There are multiple coronavirus relief bill options on the table right now, but many are wondering why the new proposals do not include stimulus checks. Currently, a $900 billion bipartisan bill is looming, though it features funds for nearly everything except direct payments to Americans. There is also Senate Majority Leader Mitch McConnell's slim bill, which provides funding in some areas, but also does not provide stimulus money for U.S. citizens.
As for why neither of these propositions provides for direct stimulus options, there are essentially two different answers. With the $900 billion bipartisan bill, the lawmakers behind it do not expect it to be the last stimulus bill, just the next. Democrat Sen. Mark Warner of Virginia has been a supporter of the proposal, and he calls it an "interim package." Warner indicates that the purpose of the bill is to fund crucial programs that are about to end come the first of the year, and that a more comprehensive package could be worked out once presient-elect Joe Biden takes office. "If there’s one thing I’m hearing uniformly it's: 'Congress, do not leave town for the holidays leaving the country and the economy adrift with all these initial CARES [Act] programs running out,'" Warner said during an appearance on CNBC’s Squawk Box.
When it comes to McConnell's slim proposal, no direct payments seems to boil down to McConnell not seeing value in sending stimulus payments to Americans. The reason for this may be due to the Kentucky Senator, along with many of his GOP peers, being worried that a high price tag on a stimulus bill could be detrimental to the national debt. Previously, Vox reported on this being that the reason Republicans have been taking so long to approve another payment.
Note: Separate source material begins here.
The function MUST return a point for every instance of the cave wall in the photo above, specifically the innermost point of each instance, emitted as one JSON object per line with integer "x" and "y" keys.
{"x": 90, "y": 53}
The outlet quoted Sen. Ben Sasse, a Republican from Nebraska, as his basis for slamming Democrats and the Trump administration for wanting more direct payements. "The White House is trying to solve bad polling by agreeing to indefensibly bad debt," he said. "This proposal is not targeted to fix precise problems — it's about Democrats and Trumpers competing to outspend each other."
Notably, Federal Reserve Chair Jerome Powell previously stated that national debt concerns are valid, but that "this is not the time to act on those concerns." Neil Newhouse, a Republican pollster, spoke with Vox about the GOP's worry over the national debt, and offered his professional perspective on the matter. "The concerns about adding to the deficit are far outweighed by the health concerns and economic concerns of Americans due to coronavirus," he said. "The challenge for Republican candidates seeking reelection is not the Republican base; it’s independents, it's moderates, it's swing voters and the furthest thing from their minds is running up the deficit."